The Elephant in the Room is Cancer. Tea is the Relief Conversation Provides.

On an Island Far Away From Home

by Mandy BrixeyPatient and SurvivorJuly 31, 2023View more posts from Mandy Brixey

I don’t think I can think of anything more isolating than having cancer and ongoing treatment in a foreign land away from home, friends, and family. I moved from the U.S. to Japan in 2016, and was diagnosed with cancer in January of 2022, having been in Japan for 6 years so far. The shock of the diagnosis wasn’t enough, but the weight of the decision of: where do I do treatment? Should I do it here in Japan, or go back home to the U.S.? What if my treatment options change? What about money? What if I make the wrong choice, and get treatment too late? What if, what if, what if?

As many unfortunately experience, along with the diagnosis came friends who suddenly left, likely scared of the idea of losing their friend and having to face issues such as grief. Those who can easily run away from this did, some stayed, and to those I will be forever grateful, but many distanced themselves. I can’t blame them. When my grandma was diagnosed with cancer, I too distanced myself, even more so when she got sicker and started to fade. She wasn’t my grandma to me anymore, but like some different person that I didn’t want to see or even be around. I was afraid, so I understood how they felt, but it still didn’t succeed to make me feel any less alone.

I remember being hospitalized for months due to chemo and living alone. I was in a private room for most of the time. I was alone when I got sick, or when I couldn’t sleep. I cried and worried alone, and when my voice could no longer be used, I couldn’t even call my mother or any friends or partners to talk with them. My only voice was in my head, and text just never seemed to be enough.

Many times I heard the words “I wish I was there. I would help you”. While I appreciated the warm feelings that were trying to be conveyed, it once again did nothing but make me feel more alone by reminding me that there were no friends or family to sit with me. With coronavirus a constant threat, hospitals in Japan prohibited any visitors at all. The nurses were my only companions, and without a voice, I struggled to communicate, let alone in another language.

Even in the diagnosis in Japan, they said, “You have laryngeal cancer. We don’t know why.” There was no time for questions. I was pressured to be quickly whisked away to get a CT to determine the stage of the tumor. I was crying too much to even be able to ask questions, even though I had many. I felt like I was the only inhabitant of cancer island, and no matter what I said, no one could understand anything I was going through.

Many times during treatment, I begged doctors to stop, saying that I couldn’t do anymore, that it was just too hard alone. By this time, I was over 50% done with my treatment, and was firmly, yet gently encouraged by my oncologists to continue. Even after the treatment was over, the recovery in my opinion was harder. And I once again had to do it alone. There was no one to care for me when I finally went home. I had to make my own food, make myself eat and drink, make sure I took my medicine, and deal with the side effects alone.

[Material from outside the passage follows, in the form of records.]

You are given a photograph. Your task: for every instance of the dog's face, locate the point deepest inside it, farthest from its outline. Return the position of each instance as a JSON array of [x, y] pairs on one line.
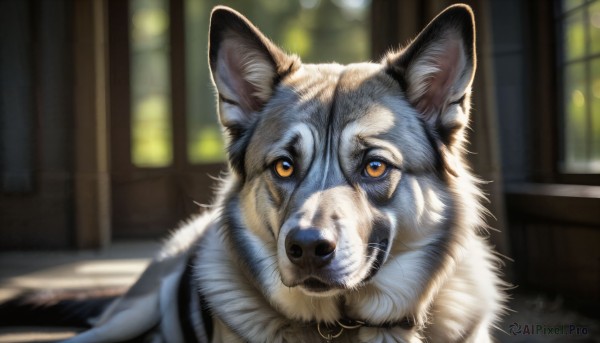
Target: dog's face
[[341, 167]]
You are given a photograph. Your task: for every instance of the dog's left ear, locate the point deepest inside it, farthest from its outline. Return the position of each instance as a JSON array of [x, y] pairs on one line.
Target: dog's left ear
[[436, 70]]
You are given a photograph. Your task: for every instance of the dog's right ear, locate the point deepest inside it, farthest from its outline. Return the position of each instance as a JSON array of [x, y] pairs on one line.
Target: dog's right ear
[[245, 67]]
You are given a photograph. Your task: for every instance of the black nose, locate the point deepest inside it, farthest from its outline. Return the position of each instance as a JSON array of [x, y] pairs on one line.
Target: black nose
[[310, 248]]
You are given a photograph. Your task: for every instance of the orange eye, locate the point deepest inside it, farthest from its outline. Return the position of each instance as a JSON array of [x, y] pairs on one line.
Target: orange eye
[[284, 168], [375, 169]]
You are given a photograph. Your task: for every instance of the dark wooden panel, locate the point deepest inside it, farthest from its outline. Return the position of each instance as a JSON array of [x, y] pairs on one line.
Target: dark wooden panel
[[16, 98]]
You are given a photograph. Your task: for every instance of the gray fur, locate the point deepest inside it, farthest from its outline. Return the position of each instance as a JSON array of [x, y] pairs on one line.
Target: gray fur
[[407, 244]]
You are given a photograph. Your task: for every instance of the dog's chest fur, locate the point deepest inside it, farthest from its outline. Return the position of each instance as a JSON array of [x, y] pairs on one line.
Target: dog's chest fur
[[242, 312]]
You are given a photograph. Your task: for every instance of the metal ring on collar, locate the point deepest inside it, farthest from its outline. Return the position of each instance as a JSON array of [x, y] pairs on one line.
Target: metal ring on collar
[[329, 336]]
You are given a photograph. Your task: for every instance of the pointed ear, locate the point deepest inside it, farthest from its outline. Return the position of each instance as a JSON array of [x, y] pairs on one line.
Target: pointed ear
[[437, 68], [245, 68]]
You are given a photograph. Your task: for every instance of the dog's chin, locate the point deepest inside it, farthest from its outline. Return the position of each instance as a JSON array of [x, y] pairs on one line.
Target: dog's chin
[[324, 285], [317, 288]]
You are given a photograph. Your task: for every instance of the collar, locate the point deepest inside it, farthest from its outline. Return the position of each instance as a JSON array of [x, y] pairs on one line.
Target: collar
[[330, 331]]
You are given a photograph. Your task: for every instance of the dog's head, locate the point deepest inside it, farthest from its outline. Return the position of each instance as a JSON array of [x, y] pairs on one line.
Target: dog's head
[[339, 167]]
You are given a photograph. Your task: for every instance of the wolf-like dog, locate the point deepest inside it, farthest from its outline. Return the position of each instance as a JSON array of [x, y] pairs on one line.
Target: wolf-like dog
[[348, 213]]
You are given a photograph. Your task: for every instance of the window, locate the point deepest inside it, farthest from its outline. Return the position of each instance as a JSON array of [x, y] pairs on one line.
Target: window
[[317, 30], [151, 136], [579, 22]]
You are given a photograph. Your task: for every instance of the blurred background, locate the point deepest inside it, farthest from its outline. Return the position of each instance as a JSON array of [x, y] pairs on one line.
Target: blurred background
[[108, 130]]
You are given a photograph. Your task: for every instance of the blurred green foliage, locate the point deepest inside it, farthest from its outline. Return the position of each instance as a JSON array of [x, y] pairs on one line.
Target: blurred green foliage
[[581, 76], [316, 30]]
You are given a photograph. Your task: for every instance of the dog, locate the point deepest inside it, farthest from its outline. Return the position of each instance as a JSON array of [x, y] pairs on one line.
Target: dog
[[348, 214]]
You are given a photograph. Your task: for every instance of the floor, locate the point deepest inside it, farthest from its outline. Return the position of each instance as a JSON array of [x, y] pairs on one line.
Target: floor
[[115, 267], [534, 319]]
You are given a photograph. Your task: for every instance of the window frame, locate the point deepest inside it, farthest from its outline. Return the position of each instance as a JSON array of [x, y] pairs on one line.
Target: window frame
[[557, 16]]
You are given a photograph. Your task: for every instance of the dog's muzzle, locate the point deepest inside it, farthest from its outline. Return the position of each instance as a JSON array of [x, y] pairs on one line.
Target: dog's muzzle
[[310, 249]]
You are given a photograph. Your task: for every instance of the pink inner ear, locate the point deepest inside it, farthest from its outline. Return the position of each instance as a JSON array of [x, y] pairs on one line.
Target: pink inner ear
[[231, 72], [442, 82]]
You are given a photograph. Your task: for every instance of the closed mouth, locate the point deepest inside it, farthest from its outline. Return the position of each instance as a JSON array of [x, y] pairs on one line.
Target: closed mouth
[[315, 285]]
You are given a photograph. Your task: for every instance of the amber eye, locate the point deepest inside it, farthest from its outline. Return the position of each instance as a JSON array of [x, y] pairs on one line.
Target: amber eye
[[284, 168], [375, 169]]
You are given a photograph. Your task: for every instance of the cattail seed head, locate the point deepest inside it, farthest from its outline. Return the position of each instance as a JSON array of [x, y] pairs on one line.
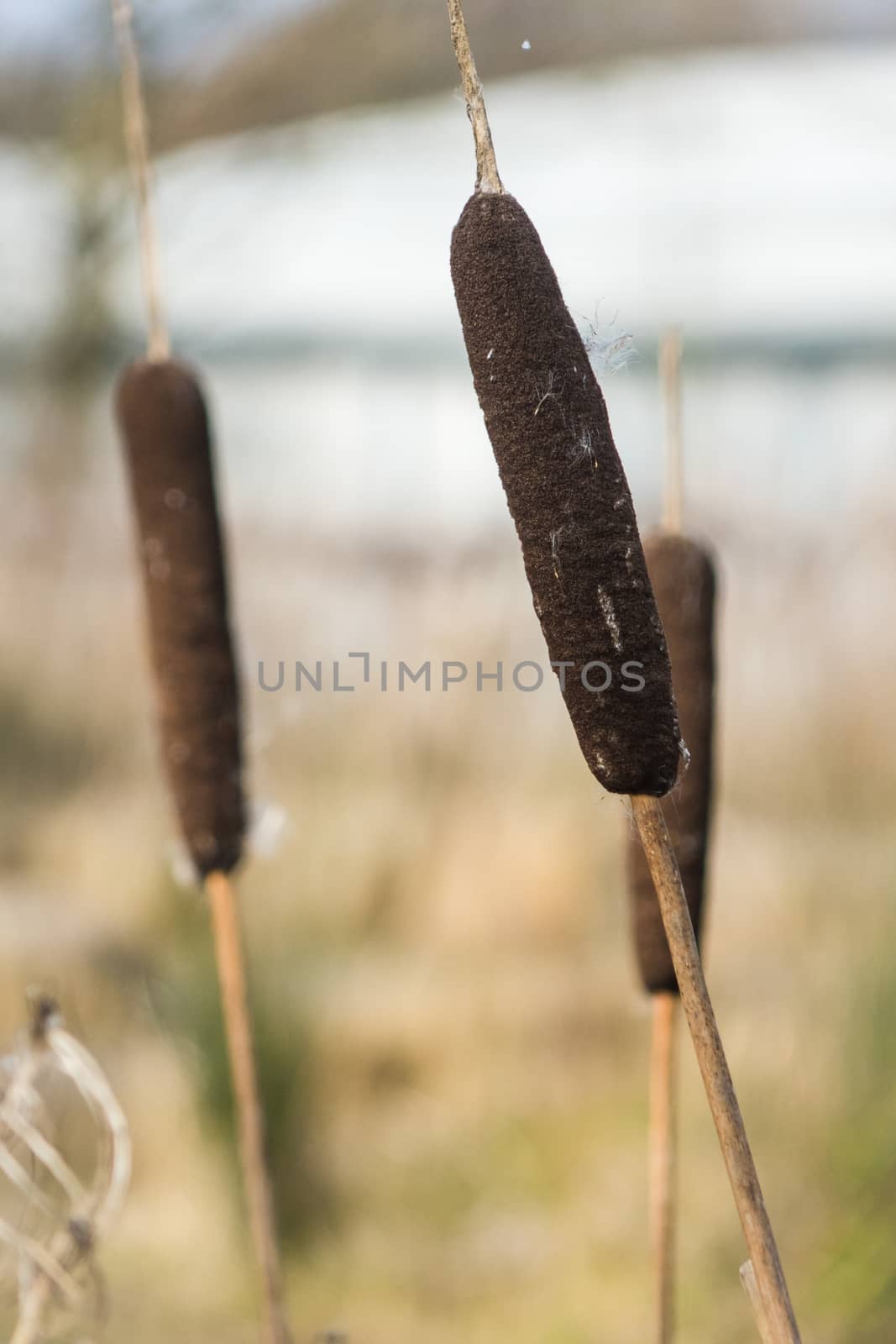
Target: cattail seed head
[[567, 494], [165, 434], [684, 581]]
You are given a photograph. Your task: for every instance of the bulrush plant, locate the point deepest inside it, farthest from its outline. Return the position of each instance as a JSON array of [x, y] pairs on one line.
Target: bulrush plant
[[168, 454], [573, 510], [684, 584]]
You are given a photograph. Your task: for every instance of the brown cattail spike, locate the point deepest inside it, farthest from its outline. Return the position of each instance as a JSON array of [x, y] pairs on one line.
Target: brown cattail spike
[[569, 496], [683, 577], [167, 444]]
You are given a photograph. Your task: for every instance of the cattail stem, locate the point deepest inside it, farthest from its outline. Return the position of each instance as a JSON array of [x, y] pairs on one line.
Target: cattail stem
[[663, 1160], [137, 140], [486, 168], [714, 1066], [752, 1288], [231, 974], [671, 378]]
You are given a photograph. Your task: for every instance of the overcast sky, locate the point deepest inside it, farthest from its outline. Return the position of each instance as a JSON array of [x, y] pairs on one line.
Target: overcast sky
[[74, 27]]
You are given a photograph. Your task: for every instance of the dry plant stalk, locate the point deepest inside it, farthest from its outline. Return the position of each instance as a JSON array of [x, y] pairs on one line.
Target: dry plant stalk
[[231, 974], [714, 1068], [663, 1160], [684, 584], [560, 468], [752, 1289], [671, 378], [167, 438], [49, 1269]]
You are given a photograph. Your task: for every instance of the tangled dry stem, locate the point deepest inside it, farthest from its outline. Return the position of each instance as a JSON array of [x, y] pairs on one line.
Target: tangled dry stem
[[137, 141], [50, 1270]]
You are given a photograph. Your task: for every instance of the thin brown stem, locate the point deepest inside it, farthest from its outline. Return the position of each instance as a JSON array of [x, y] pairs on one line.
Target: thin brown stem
[[673, 501], [752, 1288], [486, 168], [663, 1160], [137, 140], [714, 1066], [231, 974]]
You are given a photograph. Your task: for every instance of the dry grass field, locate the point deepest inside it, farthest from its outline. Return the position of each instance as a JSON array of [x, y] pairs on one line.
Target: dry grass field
[[453, 1043]]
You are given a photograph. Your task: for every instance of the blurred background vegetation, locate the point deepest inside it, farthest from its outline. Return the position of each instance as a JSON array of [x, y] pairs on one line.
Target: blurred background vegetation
[[453, 1045]]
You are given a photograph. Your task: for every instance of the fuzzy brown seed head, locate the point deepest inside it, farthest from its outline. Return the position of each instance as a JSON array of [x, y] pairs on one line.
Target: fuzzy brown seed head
[[683, 578], [165, 436], [567, 494]]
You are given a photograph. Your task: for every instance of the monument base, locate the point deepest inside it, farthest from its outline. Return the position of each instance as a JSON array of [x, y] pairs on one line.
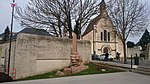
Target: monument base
[[75, 69]]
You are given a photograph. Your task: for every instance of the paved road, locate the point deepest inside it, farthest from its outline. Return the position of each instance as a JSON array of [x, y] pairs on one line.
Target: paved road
[[112, 78]]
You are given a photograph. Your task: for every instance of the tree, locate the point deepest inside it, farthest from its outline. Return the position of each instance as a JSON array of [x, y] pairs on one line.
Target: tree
[[130, 44], [57, 16], [6, 34], [129, 17], [145, 39]]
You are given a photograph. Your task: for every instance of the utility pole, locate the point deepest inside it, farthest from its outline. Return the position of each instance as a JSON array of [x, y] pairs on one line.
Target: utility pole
[[10, 40]]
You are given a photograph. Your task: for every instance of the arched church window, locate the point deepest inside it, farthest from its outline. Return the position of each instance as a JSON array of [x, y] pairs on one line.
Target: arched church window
[[105, 35], [108, 36], [101, 36]]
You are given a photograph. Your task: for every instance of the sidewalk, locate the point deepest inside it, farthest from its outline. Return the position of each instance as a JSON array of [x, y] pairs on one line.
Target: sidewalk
[[111, 78]]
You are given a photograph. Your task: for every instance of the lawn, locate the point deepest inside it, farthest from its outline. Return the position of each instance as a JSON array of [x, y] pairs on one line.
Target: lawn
[[93, 69]]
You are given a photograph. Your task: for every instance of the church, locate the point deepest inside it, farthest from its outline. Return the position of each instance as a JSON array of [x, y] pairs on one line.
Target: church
[[101, 33]]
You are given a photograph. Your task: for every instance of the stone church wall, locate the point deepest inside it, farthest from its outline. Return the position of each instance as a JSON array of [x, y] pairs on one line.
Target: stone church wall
[[35, 54]]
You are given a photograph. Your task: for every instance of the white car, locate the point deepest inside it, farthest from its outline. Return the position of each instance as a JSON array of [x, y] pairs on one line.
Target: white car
[[102, 57]]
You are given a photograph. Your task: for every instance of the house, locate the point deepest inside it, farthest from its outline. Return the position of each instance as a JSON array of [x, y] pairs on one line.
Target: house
[[101, 33]]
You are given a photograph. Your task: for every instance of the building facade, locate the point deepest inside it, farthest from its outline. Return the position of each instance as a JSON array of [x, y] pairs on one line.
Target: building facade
[[101, 33]]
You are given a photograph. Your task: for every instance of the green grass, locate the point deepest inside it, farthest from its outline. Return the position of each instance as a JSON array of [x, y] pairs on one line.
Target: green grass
[[93, 69]]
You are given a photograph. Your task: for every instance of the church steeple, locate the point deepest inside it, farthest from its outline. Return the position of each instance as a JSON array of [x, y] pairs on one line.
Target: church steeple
[[103, 11]]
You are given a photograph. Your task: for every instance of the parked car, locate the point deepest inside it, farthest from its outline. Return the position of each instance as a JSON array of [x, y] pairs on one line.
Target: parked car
[[102, 57]]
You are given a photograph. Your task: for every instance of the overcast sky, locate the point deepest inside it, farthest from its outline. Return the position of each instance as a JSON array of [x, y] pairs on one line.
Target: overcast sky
[[5, 16]]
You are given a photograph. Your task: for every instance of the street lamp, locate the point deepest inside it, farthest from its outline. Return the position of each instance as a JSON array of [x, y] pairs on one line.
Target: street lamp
[[93, 38], [13, 7]]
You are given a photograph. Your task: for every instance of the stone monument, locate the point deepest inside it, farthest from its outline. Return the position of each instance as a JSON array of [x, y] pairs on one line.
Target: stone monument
[[77, 64]]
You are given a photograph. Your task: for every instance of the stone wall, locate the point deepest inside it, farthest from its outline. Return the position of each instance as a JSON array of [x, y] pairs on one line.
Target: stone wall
[[35, 54], [133, 51]]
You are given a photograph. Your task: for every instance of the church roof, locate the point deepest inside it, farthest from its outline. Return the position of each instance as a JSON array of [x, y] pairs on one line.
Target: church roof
[[103, 14]]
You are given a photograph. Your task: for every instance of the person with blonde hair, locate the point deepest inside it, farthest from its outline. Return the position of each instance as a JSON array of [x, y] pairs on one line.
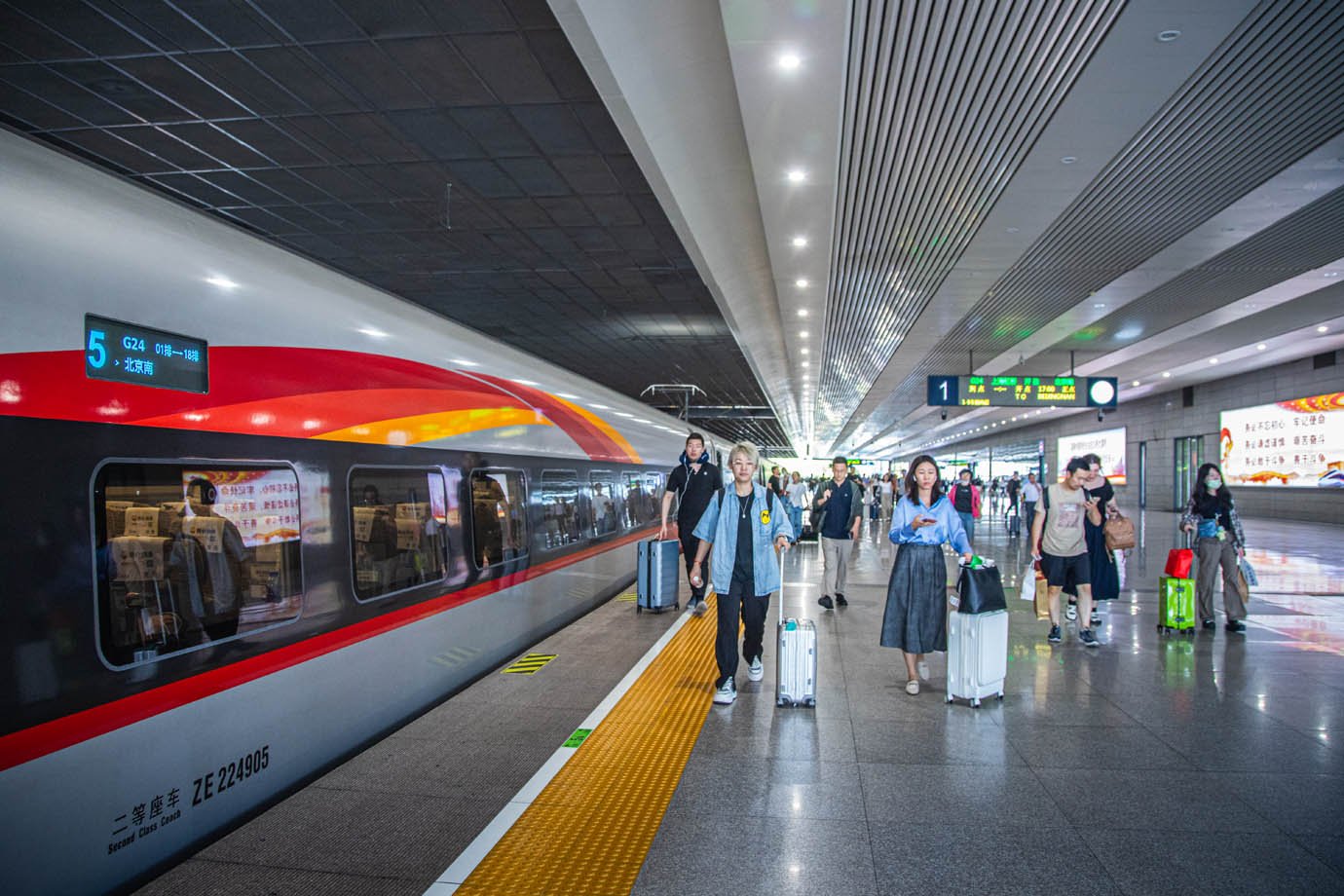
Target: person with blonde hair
[[745, 523]]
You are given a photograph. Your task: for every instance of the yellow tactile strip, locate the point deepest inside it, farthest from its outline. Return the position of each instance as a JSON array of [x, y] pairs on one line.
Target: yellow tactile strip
[[591, 826]]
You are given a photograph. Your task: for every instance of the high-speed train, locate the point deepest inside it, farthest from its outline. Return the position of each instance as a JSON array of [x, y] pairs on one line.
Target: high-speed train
[[255, 514]]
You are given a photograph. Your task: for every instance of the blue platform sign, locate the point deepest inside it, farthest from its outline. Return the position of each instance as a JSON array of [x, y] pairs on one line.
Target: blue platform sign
[[144, 356]]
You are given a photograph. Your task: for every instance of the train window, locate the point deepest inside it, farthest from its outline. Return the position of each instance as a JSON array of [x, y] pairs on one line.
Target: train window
[[399, 530], [499, 516], [640, 508], [193, 553], [561, 510], [608, 503]]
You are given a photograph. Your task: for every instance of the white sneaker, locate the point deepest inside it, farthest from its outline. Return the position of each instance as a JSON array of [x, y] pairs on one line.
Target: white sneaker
[[728, 693]]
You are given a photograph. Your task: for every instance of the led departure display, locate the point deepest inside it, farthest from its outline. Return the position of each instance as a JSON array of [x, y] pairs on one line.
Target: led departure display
[[131, 354], [1023, 392]]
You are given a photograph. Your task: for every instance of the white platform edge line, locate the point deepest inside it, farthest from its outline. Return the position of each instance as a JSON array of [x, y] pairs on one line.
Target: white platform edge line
[[501, 825]]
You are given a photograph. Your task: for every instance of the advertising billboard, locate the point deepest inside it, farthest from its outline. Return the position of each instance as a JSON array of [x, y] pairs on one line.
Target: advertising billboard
[[1296, 443], [1106, 443]]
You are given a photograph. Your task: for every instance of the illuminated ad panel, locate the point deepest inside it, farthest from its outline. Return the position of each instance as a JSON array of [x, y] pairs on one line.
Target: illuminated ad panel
[[1109, 445], [1297, 443]]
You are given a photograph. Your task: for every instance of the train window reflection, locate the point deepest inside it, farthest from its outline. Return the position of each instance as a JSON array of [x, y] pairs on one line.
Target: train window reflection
[[561, 512], [195, 553], [608, 503], [499, 516], [399, 530]]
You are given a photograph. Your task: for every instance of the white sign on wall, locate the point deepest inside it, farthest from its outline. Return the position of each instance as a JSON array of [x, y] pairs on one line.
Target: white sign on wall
[[1296, 443], [1106, 443]]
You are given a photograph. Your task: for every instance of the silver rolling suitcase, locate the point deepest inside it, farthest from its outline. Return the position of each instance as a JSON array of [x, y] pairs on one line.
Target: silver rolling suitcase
[[657, 577], [977, 654], [796, 658]]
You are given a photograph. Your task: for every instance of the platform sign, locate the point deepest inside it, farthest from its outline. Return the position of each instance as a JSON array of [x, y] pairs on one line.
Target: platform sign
[[144, 356], [1023, 392]]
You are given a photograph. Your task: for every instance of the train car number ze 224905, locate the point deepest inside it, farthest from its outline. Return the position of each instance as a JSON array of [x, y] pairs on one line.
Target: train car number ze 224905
[[216, 782]]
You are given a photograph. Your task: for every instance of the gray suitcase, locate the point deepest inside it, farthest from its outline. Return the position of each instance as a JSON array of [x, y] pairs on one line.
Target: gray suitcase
[[657, 577]]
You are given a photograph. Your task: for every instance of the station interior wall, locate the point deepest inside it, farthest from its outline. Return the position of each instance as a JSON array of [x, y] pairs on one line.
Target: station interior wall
[[1160, 420]]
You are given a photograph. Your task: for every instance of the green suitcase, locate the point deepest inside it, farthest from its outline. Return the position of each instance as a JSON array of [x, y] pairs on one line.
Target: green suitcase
[[1175, 605]]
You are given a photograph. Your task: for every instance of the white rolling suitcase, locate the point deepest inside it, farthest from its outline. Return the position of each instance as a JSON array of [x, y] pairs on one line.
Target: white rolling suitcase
[[796, 661], [977, 654], [796, 664]]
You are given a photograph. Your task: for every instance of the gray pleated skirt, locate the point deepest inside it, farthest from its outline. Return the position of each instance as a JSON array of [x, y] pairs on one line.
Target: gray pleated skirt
[[916, 601]]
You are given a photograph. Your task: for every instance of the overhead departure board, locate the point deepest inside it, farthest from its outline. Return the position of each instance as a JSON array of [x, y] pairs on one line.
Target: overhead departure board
[[131, 354], [1023, 392]]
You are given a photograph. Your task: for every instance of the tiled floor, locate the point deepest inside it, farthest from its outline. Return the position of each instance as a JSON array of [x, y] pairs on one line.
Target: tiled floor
[[1146, 765]]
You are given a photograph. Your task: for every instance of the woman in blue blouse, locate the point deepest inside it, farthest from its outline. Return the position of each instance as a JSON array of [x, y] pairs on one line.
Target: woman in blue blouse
[[916, 597]]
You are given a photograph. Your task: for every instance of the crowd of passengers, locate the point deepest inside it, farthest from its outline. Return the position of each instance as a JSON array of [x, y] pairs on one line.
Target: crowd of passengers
[[747, 523]]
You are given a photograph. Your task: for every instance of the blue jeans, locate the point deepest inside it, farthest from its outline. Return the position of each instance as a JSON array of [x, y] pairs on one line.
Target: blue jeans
[[968, 523]]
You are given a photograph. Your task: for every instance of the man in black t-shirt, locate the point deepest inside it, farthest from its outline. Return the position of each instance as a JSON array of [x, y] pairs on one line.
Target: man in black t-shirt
[[695, 482]]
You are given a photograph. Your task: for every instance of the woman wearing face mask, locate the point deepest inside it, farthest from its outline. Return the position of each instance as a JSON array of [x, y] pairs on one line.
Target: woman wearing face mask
[[1213, 514]]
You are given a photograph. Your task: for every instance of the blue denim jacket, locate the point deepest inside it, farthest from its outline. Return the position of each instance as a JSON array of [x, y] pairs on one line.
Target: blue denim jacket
[[722, 530]]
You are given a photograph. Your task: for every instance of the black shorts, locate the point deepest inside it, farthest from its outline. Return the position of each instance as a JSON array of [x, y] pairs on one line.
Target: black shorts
[[1061, 571]]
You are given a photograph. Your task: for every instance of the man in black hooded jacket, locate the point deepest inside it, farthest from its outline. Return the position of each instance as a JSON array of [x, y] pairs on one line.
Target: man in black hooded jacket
[[695, 481]]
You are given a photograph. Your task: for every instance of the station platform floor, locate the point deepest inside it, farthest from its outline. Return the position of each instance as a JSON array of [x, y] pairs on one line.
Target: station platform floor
[[1152, 765]]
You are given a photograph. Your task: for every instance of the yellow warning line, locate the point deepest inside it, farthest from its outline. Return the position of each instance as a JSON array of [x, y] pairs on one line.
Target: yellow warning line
[[591, 826], [529, 665]]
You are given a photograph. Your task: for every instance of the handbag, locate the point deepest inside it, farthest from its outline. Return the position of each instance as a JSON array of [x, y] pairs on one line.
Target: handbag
[[1178, 563], [980, 590], [1120, 534]]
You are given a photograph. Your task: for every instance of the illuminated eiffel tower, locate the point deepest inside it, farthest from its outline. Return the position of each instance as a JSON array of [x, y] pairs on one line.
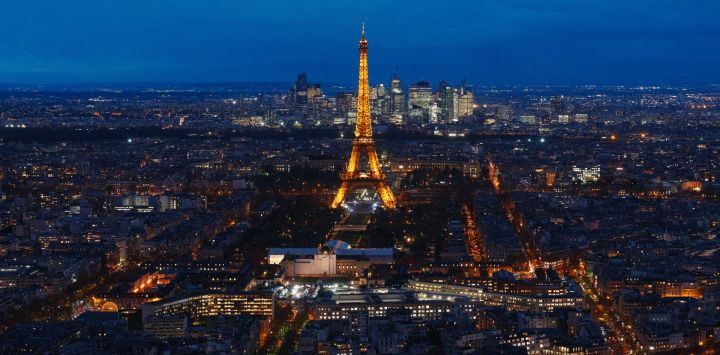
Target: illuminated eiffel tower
[[353, 178]]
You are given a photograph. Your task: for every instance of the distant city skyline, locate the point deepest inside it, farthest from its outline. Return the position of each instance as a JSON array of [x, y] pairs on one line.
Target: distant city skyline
[[489, 42]]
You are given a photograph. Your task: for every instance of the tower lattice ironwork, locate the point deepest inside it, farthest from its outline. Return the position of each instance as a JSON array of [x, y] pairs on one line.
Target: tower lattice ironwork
[[353, 177]]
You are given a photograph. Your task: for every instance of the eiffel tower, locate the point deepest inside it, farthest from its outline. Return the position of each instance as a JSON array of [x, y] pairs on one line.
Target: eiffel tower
[[353, 178]]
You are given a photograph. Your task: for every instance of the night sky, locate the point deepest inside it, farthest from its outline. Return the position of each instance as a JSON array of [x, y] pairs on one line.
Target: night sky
[[489, 42]]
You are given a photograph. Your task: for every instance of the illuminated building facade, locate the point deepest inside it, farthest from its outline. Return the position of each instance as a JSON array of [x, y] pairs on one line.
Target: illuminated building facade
[[353, 178], [197, 307]]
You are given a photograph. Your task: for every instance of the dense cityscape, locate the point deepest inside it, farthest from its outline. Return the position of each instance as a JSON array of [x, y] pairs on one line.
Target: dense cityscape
[[389, 216]]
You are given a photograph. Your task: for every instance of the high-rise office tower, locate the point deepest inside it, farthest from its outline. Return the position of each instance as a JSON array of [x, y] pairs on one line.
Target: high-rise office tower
[[419, 100], [300, 90], [397, 95], [448, 103], [313, 91], [466, 103], [347, 106]]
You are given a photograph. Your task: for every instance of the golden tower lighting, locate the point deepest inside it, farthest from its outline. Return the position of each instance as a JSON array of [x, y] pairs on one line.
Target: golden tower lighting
[[353, 178]]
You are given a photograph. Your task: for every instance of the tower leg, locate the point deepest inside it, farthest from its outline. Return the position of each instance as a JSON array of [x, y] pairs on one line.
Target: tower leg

I wouldn’t wish struggling with cancer alone on anyone. There are more cons than pros, in my opinion. If it wasn’t for the magic of technology and my cat being with me, I don’t know that I would have been able to survive this period of isolation and loneliness. However, one pro that came out of this, is that I’m now stronger than I’ve ever been mentally. If I could handle cancer alone, I can handle anything else. I can’t think of anything worse to challenge this. Cancer was a journey I didn’t ask for, especially alone. But I came out a stronger person mentally thanks to it.